Our case presented with nonspecific neurological symptoms (loss of consciousness and balance difficulties), found to have acute renal failure and hepatic encephalopathy which was attributed to liver cirrhosis due to Wilson's disease. The abnormal laboratory findings of liver and kidney failure as well as deranged hematological parameters did not raise suspicion of lymphoma as these abnormalities can present in both diseases. Together with the negative brain imaging, the overall clinical findings kept clinical suspicion of any lymphomatous process very low. Detecting IVLBCL in such patients with active comorbidities is a real challenge. The antemortem diagnosis of CNS IVLBCL is especially difficult in elderly patients due to the overlapping stroke-like symptoms and nonenhancement of IVLBCL on MRI [2, 3]. In our patient, neurologic symptoms, although present, were not confirmed by histologic evidence of lymphoma involving the CNS vessels. Masaki et al. proposed an early clinical diagnostic strategy for starting chemotherapy for IVLBCL in cases in which time is a limiting factor. Included in the strategy is checking serum LDH and soluble IL2R levels (not available in our case), as these are indicators of high tumor burden. However, to start chemotherapy, pathology-confirmed lymphoma cells are required [14]. For this reason some authors suggest random skin and bone marrow smears and biopsies as helpful tools for diagnosis when suspicion is high [8, 14]. In our case, however, both skin and bone marrow proved to be uninvolved, which leaves even greater uncertainty as to how we could have confirmed presence of lymphoma cells pathologically in a timely manner. Recently, a group described the use of liquid biopsy as a useful method for diagnosing as well as monitoring IVLBCL by obtaining cell free DNA from plasma or serum and analyzing for frequent mutations of IVLBCL [15].

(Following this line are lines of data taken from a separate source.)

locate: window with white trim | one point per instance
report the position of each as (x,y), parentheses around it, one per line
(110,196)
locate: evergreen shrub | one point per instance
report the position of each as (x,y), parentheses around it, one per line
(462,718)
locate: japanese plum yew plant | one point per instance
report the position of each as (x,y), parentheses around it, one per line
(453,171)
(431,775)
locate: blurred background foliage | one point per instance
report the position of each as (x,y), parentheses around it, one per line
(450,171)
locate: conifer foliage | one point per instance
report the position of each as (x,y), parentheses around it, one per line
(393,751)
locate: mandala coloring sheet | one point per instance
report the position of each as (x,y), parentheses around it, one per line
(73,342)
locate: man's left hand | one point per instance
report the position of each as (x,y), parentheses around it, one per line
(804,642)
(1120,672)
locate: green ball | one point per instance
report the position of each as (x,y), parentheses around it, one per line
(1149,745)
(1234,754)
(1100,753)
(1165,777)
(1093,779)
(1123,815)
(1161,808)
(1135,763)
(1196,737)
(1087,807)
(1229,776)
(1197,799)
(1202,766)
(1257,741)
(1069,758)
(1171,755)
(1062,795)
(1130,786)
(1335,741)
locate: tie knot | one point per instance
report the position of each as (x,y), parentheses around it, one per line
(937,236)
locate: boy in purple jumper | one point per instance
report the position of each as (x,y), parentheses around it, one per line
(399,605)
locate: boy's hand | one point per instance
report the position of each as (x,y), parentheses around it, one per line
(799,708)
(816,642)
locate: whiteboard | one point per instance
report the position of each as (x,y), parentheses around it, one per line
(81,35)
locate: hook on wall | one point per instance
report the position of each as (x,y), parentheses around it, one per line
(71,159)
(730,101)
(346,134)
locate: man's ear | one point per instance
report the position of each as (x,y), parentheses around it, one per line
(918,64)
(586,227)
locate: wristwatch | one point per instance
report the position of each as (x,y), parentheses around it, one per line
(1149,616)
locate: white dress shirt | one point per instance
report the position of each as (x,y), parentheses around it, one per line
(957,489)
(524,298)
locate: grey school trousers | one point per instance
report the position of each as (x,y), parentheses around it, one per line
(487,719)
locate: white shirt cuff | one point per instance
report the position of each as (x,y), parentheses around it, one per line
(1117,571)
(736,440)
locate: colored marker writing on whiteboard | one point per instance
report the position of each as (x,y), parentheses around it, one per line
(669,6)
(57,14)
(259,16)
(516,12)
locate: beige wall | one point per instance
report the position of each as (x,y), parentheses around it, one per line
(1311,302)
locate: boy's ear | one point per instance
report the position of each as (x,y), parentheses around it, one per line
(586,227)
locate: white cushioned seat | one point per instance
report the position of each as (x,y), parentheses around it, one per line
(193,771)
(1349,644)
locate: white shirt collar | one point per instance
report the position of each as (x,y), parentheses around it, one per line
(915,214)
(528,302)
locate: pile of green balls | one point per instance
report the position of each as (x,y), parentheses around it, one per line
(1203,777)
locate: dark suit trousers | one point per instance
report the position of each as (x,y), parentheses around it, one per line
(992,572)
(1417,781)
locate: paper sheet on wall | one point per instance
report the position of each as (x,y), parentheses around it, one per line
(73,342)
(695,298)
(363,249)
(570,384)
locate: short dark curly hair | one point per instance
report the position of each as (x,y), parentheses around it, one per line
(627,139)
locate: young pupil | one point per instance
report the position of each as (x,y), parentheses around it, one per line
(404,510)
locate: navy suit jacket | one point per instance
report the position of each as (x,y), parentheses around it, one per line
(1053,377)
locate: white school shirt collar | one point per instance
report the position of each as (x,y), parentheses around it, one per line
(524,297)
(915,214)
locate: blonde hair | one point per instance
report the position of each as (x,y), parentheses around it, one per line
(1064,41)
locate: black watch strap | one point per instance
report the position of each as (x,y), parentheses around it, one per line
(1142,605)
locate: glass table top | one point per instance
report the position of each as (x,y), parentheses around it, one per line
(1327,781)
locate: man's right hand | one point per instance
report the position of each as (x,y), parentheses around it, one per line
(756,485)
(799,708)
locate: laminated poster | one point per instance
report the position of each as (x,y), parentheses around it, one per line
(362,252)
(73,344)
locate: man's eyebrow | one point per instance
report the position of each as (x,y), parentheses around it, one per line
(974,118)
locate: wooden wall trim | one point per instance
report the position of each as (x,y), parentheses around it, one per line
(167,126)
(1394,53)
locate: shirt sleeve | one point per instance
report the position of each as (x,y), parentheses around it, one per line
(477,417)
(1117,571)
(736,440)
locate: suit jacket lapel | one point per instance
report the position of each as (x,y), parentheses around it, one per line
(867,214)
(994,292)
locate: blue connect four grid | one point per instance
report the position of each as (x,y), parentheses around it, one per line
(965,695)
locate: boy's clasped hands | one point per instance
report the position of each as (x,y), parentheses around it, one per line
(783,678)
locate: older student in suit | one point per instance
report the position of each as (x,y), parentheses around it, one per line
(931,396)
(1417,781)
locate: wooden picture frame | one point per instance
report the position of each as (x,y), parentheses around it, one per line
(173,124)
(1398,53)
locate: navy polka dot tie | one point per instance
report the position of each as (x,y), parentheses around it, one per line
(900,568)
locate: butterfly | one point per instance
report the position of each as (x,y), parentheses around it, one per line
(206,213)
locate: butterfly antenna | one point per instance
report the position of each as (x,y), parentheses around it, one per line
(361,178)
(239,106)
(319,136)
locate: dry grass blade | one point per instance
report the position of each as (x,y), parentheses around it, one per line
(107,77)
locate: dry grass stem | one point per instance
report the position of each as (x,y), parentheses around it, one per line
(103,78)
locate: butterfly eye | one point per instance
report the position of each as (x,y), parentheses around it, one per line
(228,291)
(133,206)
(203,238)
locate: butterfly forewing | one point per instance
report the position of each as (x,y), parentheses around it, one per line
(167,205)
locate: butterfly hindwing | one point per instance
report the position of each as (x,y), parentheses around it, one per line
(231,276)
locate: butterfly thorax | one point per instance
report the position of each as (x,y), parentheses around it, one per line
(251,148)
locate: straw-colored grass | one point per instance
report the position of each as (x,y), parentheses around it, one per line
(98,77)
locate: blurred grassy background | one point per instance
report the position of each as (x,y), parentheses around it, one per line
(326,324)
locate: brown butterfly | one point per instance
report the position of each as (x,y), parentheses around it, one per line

Histopathology is still the standard for the diagnosis of IVLBCL. Immunohistochemically, IVLBCL is positive for B-cell markers with variable aberrant expression of CD5. CD10 is found in low frequency [1]. Murase et al. reported nongerminal center phenotype as most predominant (13% CD10+, 26% BCL6+, 95% MUM1+) with 91% of cases showing BCL2 positivity [4]. CD5 positivity is found in approximately 30 to 38% of cases and is associated with frequent bone marrow and peripheral blood involvement [4, 16]. CD5 positivity, in the absence of prior history of lymphoma, is thought to be evidence of de novo IVLBCL [4, 17, 18]. Immunophenotype, however, has not been shown to affect outcomes [16]. IVLBCL has been associated with complex karyotype and structural aberrations in chromosomes 1, 6q, and 18 in over 50% of IVLBCL cases [19].

Our case is unique in that the immunophenotype showed nongerminal center phenotype with CD5 positivity (more often seen in the Asian variant); however, bone marrow and peripheral blood involvement was not found. Additionally, our patient did not have hemophagocytosis or skin/CNS involvement, thus not fitting into either Asian variant (also referred to as “IVL associated with hemophagocytic syndrome”) or Western variant [16]. To our knowledge, there is no known association described between Wilson's disease and lymphoma. Rare cases of children with Wilson's disease and acute lymphoblastic leukemia have been reported [20, 21]; however, no other cases associated with hematopoietic disorders have been described.

4. Conclusion

IVLBCL is an aggressive rare B-cell lymphoma with a high mortality rate. Our case demonstrates the difficulty in the diagnosis of IVLBCL, especially in the setting of neurologic symptoms and underlying liver disease due to the highly variable tissue involvement and potentially nonspecific clinical presentation. Some useful features might include neurological symptoms with negative radiological findings of a lesion or mass effect with or without skin eruptions accompanied by laboratory evidence of deranged organ function. Making an antemortem diagnosis of IVLBCL is very important given the impact of early treatment on the clinical course and prognosis of this disease. This case also illustrates the importance of careful postmortem examination and collaboration with the hematopathology team to identify and work up any atypical cells seen within the vessels, as such findings can easily go unrecognized.